Well, a number of people's support for/against this is hinged on the Plagueis quote, because if that turns out to be "accepted", then Plagueis > Vitate and thus TPM Sidious > Vitiate becomes the accepted norm.

And for our friends like Ziggy, no, that doesn't mean it becomes canon.

Unless it's supported by evidence ( I.E. feats ) then no.

So Yoda isn't more powerful than Rivi-Anu because he doesn't have better TK feats than supporting a falling capital ship, despite numerous quotes and all logical sense putting him above her?

The vote against is currently winning.

The people against it have no actual basis in LFL policy beyond their personal opinion that the publishers care too much about money (???) or something.

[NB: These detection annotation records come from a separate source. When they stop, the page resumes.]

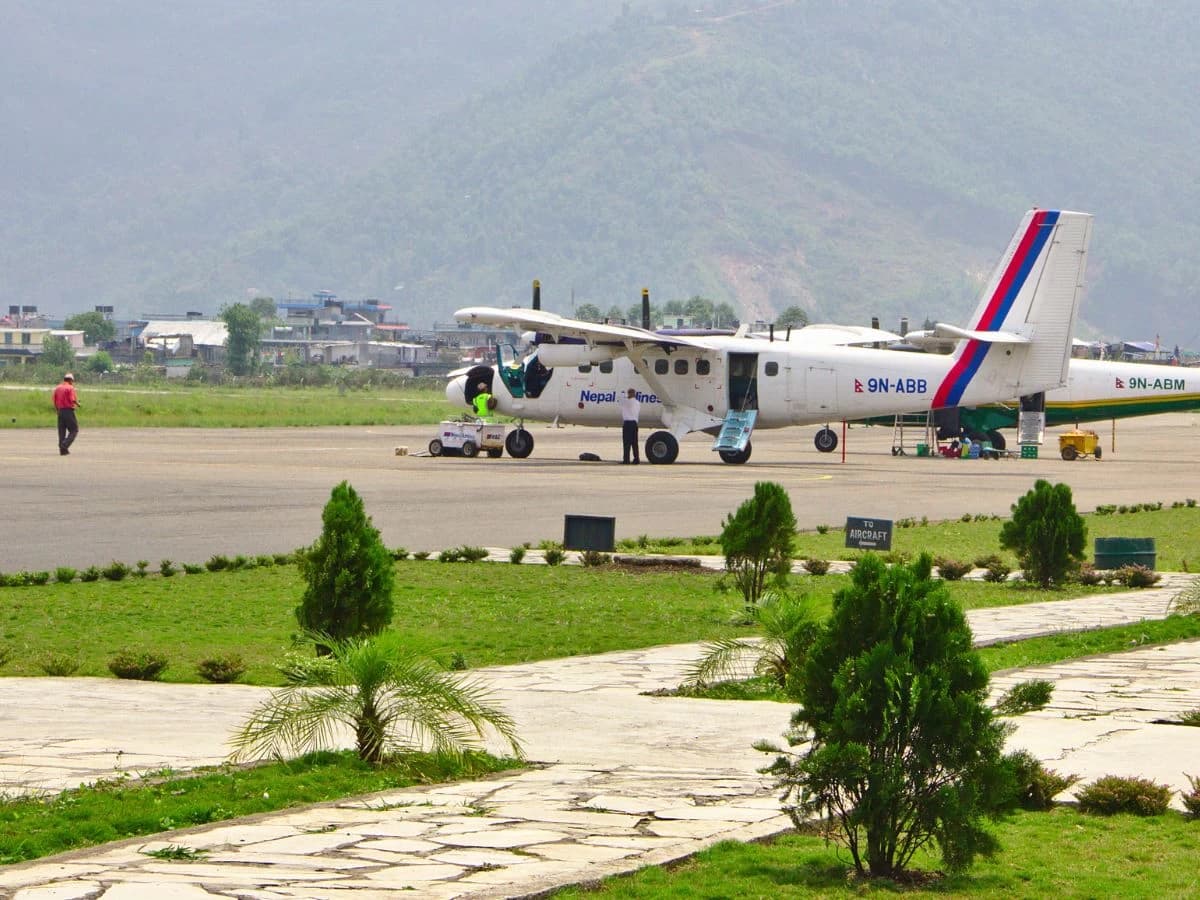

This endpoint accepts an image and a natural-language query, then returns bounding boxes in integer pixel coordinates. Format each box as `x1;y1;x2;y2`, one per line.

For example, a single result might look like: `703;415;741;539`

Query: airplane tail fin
932;209;1092;408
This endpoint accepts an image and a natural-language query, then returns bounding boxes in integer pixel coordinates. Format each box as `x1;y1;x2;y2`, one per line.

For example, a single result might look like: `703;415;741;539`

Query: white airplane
446;209;1092;464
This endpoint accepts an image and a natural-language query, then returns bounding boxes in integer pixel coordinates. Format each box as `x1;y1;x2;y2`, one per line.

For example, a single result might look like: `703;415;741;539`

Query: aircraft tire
646;431;679;466
716;442;751;466
812;428;838;454
504;428;533;460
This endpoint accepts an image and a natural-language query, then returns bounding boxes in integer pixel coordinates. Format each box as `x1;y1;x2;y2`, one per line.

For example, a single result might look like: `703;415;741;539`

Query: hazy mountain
7;0;1200;344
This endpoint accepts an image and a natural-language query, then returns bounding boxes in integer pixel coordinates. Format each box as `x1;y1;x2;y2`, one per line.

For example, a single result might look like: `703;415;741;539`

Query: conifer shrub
196;653;246;684
1000;479;1087;588
720;481;796;606
758;553;1015;877
1075;775;1174;816
295;481;396;652
1004;750;1079;812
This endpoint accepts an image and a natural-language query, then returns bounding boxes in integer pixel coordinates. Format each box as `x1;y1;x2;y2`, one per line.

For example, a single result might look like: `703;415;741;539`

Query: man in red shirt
54;372;79;456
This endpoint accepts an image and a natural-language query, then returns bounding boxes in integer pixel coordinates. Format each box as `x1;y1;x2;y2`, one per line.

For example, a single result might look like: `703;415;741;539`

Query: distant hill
7;0;1200;346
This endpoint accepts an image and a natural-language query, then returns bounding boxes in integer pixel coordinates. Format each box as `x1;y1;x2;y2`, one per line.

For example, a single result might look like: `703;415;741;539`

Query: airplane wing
755;323;904;347
454;306;708;353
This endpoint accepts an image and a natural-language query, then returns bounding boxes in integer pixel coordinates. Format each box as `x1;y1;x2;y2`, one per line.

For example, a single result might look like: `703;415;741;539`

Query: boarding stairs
892;409;937;456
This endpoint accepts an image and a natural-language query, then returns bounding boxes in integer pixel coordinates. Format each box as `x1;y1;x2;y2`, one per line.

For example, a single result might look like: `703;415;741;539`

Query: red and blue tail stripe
932;210;1058;409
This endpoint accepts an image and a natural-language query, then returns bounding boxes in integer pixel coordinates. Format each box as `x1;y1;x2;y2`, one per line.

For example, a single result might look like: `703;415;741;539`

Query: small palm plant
230;635;521;764
684;592;818;690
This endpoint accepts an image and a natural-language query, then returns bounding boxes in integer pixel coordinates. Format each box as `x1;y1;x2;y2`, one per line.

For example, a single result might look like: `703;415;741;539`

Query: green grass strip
0;752;523;864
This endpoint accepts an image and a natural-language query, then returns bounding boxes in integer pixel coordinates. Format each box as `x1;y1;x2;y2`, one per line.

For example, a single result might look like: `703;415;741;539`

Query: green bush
295;481;396;650
803;558;829;575
1004;750;1079;812
983;562;1013;584
196;653;246;684
1114;565;1163;588
108;650;168;682
992;678;1054;715
1181;773;1200;818
37;650;83;678
934;557;973;581
275;650;337;684
1000;479;1087;588
1075;775;1174;816
100;559;131;581
721;481;796;606
758;553;1013;877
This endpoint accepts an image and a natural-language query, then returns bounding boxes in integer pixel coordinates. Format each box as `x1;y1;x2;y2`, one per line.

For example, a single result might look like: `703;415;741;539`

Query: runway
0;413;1200;571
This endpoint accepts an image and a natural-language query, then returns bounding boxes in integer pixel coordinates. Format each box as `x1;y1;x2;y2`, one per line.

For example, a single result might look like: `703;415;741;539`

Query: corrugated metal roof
138;319;229;347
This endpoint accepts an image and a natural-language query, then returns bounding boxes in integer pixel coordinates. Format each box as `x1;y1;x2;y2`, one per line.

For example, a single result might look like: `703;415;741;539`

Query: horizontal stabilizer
934;322;1032;343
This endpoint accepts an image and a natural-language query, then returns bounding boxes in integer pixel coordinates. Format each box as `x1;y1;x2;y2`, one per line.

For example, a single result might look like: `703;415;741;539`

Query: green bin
1094;538;1158;569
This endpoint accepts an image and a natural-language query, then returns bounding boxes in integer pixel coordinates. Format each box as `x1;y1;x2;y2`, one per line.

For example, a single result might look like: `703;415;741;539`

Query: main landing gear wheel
812;428;838;454
716;442;750;466
646;431;679;466
504;428;533;460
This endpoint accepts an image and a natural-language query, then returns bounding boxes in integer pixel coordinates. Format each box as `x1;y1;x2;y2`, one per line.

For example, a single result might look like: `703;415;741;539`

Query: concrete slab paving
0;580;1200;900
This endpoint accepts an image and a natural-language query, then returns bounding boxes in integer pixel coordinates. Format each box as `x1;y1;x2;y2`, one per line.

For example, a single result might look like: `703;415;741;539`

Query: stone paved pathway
0;581;1200;900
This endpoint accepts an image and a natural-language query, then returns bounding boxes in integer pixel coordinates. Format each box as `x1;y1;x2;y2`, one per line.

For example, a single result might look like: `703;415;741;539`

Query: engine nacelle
538;343;623;368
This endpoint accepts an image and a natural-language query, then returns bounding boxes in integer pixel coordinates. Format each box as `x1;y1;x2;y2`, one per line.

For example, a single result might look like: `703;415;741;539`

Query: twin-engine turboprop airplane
446;210;1092;463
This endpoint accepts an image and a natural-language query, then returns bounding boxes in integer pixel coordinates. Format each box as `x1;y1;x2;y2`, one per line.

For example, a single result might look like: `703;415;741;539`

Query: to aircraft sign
846;516;892;550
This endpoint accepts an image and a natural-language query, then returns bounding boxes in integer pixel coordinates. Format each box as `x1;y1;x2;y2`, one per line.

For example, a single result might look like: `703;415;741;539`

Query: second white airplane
446;209;1092;463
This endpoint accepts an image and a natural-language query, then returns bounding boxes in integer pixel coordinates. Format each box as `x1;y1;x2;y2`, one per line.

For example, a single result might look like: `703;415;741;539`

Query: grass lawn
553;808;1200;900
0;384;467;428
0;752;523;865
0;560;1123;684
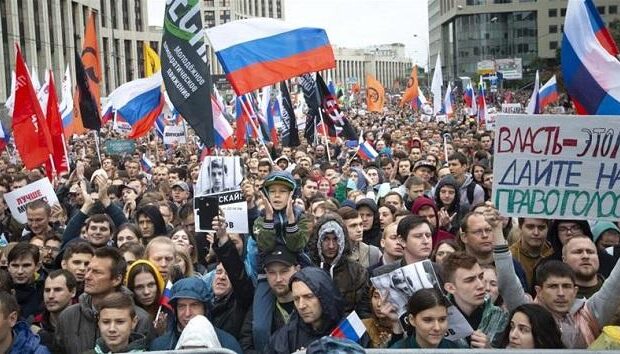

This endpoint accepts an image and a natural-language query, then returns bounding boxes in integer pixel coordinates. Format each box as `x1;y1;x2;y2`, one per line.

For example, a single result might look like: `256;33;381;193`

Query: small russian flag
140;154;153;173
159;280;172;311
330;311;366;342
357;141;379;161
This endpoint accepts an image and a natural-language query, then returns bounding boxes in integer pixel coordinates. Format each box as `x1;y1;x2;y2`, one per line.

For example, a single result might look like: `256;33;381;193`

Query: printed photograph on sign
194;156;243;196
370;260;473;340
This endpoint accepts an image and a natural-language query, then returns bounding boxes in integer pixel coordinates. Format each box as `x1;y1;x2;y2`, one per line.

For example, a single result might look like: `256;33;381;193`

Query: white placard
370;260;474;340
194;190;250;234
492;115;620;221
4;178;58;224
194;156;243;196
164;125;186;145
502;103;523;114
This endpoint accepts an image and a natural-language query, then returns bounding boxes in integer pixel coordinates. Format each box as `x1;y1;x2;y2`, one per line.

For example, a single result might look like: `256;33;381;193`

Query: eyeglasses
558;225;583;234
468;227;493;236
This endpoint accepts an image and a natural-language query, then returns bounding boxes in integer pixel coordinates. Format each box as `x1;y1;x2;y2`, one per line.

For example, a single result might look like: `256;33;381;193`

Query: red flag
45;70;69;181
13;43;52;169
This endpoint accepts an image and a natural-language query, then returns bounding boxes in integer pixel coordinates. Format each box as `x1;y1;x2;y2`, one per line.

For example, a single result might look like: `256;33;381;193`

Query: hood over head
174;315;222;350
289;267;344;331
434;175;461;215
136;205;168;237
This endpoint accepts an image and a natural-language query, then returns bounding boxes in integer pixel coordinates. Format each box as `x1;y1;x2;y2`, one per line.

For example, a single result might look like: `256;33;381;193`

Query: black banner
299;74;321;144
316;73;358;140
74;51;101;131
160;0;215;147
280;81;301;147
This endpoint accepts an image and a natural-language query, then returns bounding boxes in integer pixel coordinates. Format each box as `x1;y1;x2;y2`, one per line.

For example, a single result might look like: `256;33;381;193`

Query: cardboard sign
194;190;250;234
4;178;58;224
194;156;243;196
502;103;523;114
164;125;186;145
370;260;474;340
105;139;136;155
492;115;620;221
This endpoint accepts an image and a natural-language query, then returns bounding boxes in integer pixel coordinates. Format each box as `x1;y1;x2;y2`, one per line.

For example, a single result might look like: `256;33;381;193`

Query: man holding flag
266;267;368;354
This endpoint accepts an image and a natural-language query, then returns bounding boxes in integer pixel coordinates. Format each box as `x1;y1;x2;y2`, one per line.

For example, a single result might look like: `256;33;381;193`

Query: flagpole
93;130;103;166
315;108;332;163
48;154;58;184
241;93;275;165
60;136;71;172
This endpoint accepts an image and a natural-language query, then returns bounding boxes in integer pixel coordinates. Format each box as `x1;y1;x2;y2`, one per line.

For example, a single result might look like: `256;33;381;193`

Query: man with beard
240;245;300;353
33;269;77;352
562;235;605;299
60;242;95;302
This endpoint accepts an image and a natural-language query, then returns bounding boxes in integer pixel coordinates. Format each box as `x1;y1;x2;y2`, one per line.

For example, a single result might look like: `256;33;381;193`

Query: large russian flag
561;0;620;114
206;18;336;95
538;75;558;112
108;72;164;139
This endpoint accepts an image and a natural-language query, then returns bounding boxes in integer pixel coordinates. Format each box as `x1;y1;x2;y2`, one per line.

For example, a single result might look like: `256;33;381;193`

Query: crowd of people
0;90;620;354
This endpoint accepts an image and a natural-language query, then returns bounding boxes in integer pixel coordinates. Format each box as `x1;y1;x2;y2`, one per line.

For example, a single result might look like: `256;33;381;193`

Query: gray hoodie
56;287;155;354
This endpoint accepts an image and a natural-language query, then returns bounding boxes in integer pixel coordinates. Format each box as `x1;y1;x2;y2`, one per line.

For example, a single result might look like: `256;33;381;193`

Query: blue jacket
8;322;50;354
149;277;243;354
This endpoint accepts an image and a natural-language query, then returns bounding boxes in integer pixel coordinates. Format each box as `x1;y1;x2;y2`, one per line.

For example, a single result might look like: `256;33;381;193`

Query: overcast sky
147;0;428;65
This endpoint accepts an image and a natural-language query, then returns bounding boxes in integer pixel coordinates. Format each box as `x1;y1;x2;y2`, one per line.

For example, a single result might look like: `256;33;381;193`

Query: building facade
428;0;620;80
323;43;412;90
0;0;161;102
202;0;284;76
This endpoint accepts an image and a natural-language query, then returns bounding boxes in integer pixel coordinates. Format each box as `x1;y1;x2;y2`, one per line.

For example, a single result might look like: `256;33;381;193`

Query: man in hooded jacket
308;213;370;318
266;267;344;354
149;277;242;354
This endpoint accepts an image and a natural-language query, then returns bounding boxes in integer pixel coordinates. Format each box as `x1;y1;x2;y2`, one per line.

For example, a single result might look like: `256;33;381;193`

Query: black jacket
209;240;254;340
266;267;344;354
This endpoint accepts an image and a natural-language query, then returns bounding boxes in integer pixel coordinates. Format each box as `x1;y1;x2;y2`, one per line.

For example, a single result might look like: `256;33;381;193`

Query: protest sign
194;156;243;196
492;115;620;221
502;103;523;114
164;125;186;145
105;139;136;155
370;260;474;340
194;190;250;234
4;178;58;224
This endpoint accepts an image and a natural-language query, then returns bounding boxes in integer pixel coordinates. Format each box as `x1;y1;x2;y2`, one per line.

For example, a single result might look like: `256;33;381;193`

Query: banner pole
241;93;275;165
93;130;103;166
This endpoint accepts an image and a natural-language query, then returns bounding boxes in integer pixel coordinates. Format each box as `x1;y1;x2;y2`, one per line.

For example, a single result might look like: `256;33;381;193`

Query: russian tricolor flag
561;0;620;114
538;75;558;112
206;18;336;95
108;72;164;139
159;279;173;311
330;311;366;342
357;141;379;161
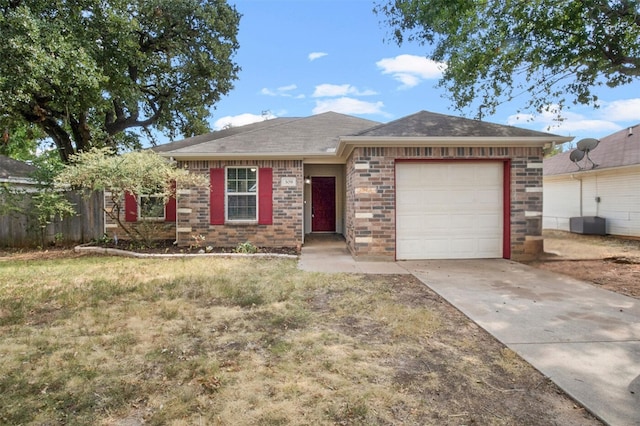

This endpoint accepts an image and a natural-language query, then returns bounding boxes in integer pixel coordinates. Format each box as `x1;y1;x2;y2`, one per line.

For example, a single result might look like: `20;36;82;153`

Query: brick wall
177;160;304;248
345;147;543;260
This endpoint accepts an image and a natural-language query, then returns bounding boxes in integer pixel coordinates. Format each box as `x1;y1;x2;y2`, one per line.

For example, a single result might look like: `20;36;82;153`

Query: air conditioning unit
569;216;607;235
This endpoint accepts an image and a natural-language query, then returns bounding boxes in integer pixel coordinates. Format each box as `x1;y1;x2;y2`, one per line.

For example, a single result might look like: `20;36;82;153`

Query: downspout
173;179;179;246
571;173;582;216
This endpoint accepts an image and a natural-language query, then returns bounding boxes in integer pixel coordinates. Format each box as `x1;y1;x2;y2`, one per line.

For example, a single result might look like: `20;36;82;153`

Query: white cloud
507;105;622;135
309;52;328;61
376;55;447;88
213;112;276;130
601;98;640;123
313;97;384;114
277;84;298;92
260;84;304;98
312;84;377;98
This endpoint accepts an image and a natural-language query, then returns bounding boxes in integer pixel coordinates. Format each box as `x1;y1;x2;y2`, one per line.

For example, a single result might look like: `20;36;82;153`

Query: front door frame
311;176;336;233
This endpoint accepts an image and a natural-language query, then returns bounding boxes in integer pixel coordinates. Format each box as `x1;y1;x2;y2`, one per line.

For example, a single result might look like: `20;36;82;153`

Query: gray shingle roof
357;111;564;138
0;155;35;179
154;112;379;155
544;124;640;176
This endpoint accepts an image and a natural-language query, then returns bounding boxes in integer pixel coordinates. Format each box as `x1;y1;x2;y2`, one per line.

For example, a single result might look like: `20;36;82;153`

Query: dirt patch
529;231;640;298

Yes, from aa certain point of view

Somewhat, but not infallible.

Originally posted by SunRazer
So Yoda isn't more powerful than Rivi-Anu because he doesn't have better TK feats than supporting a falling capital ship, despite numerous quotes and all logical sense putting him above her?

Yoda manipulated two CIS transports. Rivu Ani only managed to hold up a Venerator class SD for a brief time. Yoda is thus superior.